Transition from pulled to pushed fronts in premixed turbulent combustion: theoretical and numerical study
Journal article, 2015
This paper extends a previous theoretical study (Sabelnikov and Lipatnikov, 2013) of the influence of
countergradient transport (CGT) on the speed of a statistically stationary, planar, 1D premixed flame that
passively propagates in homogenous turbulence in the form of a traveling wave, i.e. retains its mean
thickness and structure. While two particular models of the mean rate of product creation were
addressed in the previous article, with the shape of the rate as a function of the Favre-averaged combustion
progress variable being concave in both cases, the present paper deals with a more general model
that subsumes both concave functions and functions with an inflection point, i.e. a point where the function
changes from being concave to convex or vice versa. In this more general case, transition from pulled
(flame speed is controlled by processes localized to the flame leading edge) to pushed (flame speed is
controlled by processes within the entire flame brush) flames can occur both due to interplay of the nonlinear
reaction term and a nonlinear convection term associated with CGT and due to the change of the
shape of the reaction term in the absence of CGT. Explicit pushed traveling wave solutions to the studied
problem are theoretically derived and conditions under that developing flames approach either pushed or
pulled traveling wave solution are obtained by analyzing the governing equations at the flame leading
edge and invoking the steepness selection criterion which highlights traveling wave with the steepest
profile at the leading edge.

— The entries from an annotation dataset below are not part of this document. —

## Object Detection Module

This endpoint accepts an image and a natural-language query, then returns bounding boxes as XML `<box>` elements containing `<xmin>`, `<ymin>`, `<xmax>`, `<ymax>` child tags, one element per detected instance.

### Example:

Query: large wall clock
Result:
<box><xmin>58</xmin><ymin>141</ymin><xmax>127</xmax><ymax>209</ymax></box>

Other analytical results include conditions for transition from pulled to
pushed premixed turbulent flames, dependence of flame speed on the magnitude of the CGT term and
the shape of the mean reaction rate, analytical expressions for the mean thickness of the pushed flames
and turbulent scalar flux within the pushed flames. All these theoretical findings are validated by results
of unsteady numerical simulations of the initial boundary value problem with steep initial wave profiles.